Ron Evans establishes the mechanism by which hormones signal through the nucleus to regulate gene expression, thereby controlling physiology. This was achieved by cloning and characterizing the first nuclear receptor, the glucocorticoid receptor, which produced a blueprint for understanding all nuclear receptors subsequently discovered. Evans went on to mineralocorticoid, thyroid and retinoic acid (Vitamin A) receptors, providing a unifying mechanism by which chemically distinct hormones precisely control a series of genetic switches. Discovery of this superfamily redefined endocrine physiology based on knowledge of receptor structure and function, leading to the prediction of the existence of as yet undiscovered hormonal signaling pathways and the discovery of the first orphan receptor. This led to the development of a technology platform known as “reverse endocrinology”, which then ked Evans to the discovery of the first orphan hormone. Reverse endocrinology helped to launch the rapid evolution of entirely new branches of endocrine physiology and to identify novel molecular targets for therapy.

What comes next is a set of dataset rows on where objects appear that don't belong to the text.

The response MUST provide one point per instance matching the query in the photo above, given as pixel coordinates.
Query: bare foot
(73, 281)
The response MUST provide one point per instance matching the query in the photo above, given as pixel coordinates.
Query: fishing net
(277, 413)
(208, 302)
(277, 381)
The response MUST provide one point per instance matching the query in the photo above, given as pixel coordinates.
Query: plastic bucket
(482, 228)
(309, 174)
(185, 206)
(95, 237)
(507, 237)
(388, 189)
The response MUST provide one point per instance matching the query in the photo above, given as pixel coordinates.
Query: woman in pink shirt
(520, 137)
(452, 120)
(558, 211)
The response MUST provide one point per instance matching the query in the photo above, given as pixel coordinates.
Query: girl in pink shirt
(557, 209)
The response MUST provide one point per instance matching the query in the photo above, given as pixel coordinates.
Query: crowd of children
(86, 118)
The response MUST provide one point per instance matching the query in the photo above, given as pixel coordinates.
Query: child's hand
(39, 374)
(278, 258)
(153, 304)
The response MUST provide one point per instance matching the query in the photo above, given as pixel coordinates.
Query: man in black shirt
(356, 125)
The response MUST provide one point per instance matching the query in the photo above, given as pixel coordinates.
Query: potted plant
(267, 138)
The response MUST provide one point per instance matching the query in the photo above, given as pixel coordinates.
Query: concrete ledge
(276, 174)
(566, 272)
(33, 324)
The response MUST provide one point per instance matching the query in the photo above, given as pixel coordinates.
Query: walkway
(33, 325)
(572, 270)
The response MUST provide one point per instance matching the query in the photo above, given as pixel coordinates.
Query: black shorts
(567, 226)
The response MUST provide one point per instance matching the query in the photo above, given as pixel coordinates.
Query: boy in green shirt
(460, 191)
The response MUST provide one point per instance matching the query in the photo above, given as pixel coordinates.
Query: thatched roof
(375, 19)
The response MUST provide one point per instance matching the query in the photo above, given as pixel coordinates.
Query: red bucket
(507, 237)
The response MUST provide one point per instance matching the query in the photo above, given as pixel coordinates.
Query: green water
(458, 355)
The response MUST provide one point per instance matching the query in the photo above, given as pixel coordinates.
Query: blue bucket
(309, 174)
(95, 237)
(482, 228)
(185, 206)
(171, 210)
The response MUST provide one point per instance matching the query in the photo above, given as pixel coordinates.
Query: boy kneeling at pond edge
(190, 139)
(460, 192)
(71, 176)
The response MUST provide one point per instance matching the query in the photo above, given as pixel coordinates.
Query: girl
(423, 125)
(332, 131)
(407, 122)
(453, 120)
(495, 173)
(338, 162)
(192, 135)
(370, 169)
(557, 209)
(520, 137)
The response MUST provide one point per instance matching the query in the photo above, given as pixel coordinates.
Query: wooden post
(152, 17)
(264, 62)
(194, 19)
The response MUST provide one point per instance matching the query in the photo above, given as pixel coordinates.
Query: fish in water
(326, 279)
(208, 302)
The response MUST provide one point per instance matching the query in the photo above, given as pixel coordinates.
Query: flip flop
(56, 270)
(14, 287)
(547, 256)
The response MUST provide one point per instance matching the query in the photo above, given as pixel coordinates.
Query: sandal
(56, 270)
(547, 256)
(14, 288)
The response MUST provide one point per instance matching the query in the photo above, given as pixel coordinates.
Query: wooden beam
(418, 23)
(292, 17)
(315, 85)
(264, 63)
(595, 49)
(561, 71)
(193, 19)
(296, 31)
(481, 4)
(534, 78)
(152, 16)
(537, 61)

In summary, Evan’s discoveries on the nuclear hormone receptors define a unitary signaling pathway and a central paradigm for the control of eukaryotic expression. His work establishes a transcriptional basis to physiology and has led to the discovery of completely unrecognized physiologic pathways as well a new generation of drugs for the treatment of cancer, metabolic disease and muscular dystrophies.